Pervin Buldan: Efrîn'de halklar demokratik bir yönetim için çabalıyor
- 14:20 20 Şubat 2018
- Siyaset
ANKARA - HDP Eş Genel Başkanı Pervin Buldan, Meclis Grup Toplantısı'nda yaptığı konuşmada, Efrîn'e yönelik saldırılara değinerek, "3 saatte gireriz, temizleriz" sözlerine karşılık "32 gündür girmeye çalışıyorlar. Efrîn, barışın kalesidir. Halklar eşit, özgür demokratik bir yönetim kurmak için çaba sarf ediyorlar" dedi.
Halkların Demokratik Partisi (HDP) 3. Olağan Büyük Kongresi sonrası ilk grup toplantısı yapıldı. Birçok il eşbaşkanının yanı sıra Parti Meclisi üyelerinin katıldığı toplantıda yeni seçilen Eş Genel Başkan Pervin Buldan konuştu. İlk olarak 21 Şubat Dünya Anadil Günü'ne ilişkin değerlendirmelerde bulunan Pervin, "Bir insanın anadili kendi topraklarında doğduğu, annesinin ak sütü gibi kendisine hak olduğu bir dildir. Bu diller üzerinde hala yasakların devam etmesini kabul etmiyoruz. Anadil üzerindeki tüm baskıların kaldırılması gerektiğini belirtiyoruz. Anadil onurumuzdur. Tüm baskılara rağmen anadil gününü kutluyorum" diye belirtti.
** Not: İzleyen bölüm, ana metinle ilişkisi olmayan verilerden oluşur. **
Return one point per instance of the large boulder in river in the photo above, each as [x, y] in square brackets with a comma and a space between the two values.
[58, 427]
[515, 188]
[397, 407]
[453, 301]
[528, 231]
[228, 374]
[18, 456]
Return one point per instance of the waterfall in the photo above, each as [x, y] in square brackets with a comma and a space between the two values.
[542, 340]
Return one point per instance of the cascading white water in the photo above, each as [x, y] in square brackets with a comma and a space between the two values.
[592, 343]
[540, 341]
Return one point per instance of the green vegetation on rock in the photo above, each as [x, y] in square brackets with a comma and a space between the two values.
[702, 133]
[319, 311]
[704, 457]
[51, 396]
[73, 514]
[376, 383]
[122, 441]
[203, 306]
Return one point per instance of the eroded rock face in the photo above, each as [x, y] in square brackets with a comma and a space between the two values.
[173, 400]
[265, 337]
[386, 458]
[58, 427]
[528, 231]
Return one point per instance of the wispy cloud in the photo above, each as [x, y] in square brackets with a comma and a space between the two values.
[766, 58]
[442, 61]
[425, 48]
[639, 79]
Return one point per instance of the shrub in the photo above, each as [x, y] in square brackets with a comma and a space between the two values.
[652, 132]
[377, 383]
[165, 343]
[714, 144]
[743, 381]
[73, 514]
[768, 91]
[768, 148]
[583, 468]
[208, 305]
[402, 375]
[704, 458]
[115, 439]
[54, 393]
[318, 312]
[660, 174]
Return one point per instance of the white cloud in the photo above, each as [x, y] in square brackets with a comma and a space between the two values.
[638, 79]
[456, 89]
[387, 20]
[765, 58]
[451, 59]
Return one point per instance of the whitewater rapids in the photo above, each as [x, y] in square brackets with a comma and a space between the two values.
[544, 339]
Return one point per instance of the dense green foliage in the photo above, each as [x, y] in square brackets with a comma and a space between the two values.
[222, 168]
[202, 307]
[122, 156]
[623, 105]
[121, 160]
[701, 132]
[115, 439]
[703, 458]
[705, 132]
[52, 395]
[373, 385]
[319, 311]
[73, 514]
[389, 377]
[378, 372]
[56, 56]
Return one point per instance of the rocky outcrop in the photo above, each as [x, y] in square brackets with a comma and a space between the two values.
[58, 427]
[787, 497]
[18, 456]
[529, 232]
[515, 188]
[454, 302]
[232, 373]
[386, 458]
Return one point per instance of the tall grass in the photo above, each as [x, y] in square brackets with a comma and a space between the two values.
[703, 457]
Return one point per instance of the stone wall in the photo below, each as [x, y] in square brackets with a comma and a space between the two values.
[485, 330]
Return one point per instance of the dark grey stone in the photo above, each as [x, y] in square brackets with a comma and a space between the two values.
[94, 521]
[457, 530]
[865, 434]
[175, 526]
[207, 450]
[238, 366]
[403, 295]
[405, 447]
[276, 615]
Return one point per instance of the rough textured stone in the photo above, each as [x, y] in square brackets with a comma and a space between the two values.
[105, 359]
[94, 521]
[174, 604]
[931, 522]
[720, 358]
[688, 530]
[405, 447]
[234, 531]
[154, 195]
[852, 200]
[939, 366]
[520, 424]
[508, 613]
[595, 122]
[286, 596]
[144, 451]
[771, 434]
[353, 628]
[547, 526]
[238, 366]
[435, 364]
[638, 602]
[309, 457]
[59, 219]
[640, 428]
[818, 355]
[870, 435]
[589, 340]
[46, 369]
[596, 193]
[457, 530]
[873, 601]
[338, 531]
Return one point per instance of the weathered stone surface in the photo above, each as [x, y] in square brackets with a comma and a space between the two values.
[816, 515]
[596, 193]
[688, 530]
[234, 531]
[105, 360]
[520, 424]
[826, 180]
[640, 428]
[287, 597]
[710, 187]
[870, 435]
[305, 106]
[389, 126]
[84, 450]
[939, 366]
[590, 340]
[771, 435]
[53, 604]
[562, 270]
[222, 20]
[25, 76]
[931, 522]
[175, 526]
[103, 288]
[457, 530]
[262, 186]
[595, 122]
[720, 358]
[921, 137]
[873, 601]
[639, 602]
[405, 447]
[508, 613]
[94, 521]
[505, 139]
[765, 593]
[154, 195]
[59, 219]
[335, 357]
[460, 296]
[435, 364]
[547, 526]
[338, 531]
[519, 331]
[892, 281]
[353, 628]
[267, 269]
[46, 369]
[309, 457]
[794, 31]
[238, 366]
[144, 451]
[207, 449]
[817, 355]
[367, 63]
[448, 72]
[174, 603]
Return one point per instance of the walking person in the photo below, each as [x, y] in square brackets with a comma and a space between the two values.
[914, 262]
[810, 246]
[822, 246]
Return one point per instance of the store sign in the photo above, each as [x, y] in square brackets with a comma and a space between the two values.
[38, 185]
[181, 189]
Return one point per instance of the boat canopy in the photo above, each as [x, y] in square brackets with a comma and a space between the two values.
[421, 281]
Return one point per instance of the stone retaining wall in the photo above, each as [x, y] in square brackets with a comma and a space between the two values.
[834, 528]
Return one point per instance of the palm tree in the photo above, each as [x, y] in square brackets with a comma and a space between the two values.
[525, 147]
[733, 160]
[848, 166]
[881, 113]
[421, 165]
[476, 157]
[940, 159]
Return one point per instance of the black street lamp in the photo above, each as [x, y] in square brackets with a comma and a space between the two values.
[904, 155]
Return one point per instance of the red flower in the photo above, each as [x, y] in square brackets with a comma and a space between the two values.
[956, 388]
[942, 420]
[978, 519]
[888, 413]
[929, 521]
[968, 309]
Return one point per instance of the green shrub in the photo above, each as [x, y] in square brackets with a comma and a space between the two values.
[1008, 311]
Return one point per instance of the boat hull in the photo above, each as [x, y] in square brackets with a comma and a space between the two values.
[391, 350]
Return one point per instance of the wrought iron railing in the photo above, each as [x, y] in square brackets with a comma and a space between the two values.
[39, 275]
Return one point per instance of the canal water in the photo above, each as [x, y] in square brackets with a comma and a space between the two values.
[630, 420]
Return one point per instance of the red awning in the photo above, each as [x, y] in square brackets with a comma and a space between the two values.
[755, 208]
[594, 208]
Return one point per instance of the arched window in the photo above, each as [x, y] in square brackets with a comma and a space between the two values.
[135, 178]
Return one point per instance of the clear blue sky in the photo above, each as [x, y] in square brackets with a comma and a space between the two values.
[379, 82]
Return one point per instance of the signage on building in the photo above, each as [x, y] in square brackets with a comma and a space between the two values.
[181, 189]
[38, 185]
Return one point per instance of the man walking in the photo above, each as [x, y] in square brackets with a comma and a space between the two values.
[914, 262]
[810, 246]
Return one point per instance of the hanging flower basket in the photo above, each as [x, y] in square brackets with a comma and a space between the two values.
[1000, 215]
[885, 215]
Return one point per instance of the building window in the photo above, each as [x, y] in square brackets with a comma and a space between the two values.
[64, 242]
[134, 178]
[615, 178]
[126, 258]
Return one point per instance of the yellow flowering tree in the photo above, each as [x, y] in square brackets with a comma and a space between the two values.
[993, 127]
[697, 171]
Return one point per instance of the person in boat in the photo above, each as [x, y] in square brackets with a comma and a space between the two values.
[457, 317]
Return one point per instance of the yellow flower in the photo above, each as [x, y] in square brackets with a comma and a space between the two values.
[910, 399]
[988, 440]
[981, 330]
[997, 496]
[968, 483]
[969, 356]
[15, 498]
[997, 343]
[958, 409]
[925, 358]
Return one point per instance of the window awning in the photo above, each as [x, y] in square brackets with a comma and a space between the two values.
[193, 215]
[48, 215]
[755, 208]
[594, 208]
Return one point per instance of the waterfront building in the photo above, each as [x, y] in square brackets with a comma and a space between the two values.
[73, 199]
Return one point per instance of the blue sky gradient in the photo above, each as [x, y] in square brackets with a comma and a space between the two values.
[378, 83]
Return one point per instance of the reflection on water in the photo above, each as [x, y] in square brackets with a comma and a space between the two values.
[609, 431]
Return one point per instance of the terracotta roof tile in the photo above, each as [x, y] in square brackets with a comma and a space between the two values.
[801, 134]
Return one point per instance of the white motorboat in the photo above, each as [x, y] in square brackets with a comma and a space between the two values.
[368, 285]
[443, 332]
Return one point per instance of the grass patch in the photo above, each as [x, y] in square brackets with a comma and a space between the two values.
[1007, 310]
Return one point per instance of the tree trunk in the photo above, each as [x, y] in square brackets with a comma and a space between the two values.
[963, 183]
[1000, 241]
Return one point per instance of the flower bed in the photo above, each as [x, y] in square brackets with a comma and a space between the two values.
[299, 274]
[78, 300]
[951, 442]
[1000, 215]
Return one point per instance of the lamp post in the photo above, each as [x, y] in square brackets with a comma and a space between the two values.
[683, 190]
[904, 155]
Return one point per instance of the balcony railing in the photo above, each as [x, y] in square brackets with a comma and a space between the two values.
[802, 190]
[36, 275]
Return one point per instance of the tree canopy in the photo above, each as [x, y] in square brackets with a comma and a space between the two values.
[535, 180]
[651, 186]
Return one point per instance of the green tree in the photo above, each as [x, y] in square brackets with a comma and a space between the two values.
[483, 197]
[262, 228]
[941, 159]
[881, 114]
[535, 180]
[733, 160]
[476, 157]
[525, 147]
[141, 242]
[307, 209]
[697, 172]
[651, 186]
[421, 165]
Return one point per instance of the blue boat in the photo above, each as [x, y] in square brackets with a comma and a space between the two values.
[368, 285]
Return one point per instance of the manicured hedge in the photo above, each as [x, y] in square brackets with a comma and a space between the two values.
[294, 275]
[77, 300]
'Tek güç Türkiye halklarıdır'
Pervin devamında eş genel başkan seçildiği ve yaklaşık 40 bin kişinin katıldığı kongrenin Türkiye'nin tarihi açısında önemine işaret etti. Pervin, "Çünkü her türlü zorbalığın ve faşizmin gittikçe arttığı bir dönemde bu kadar büyük bir salonu doldurmak her babayiğidin haddi değildir. Bunu yapacak tek güç Türkiye halklarıdır ve bu da bir kez daha gerçekleşmiştir. HDP üzerindeki zulüm devam ettiği bir zamanda, demokratik siyaset kanalarının tıkatıldığı, siyasilerin rehin alındığı bir süreçte böyle bir kongre yapmak bizlere nasip oldu. Hangi parti olursa olsun, bir milletvekili tutuklu olsa bile o partinin kapısına kilit vurulur. Ancak biz 9 milletvekilimiz, belediye eşbaşkanlarımız, parti yöneticilerimiz, il ve ilçe eşbaşkanlarımızın tutuklu olduğu bir dönemde böylesi görkemli bir kongre gerçekleştirmenin gururunu yaşıyoruz. Halkımız bir kez daha 'tüm baskılara rağmen 10 binlerle kongreye gelmesini biliriz' demiştir" diye konuştu.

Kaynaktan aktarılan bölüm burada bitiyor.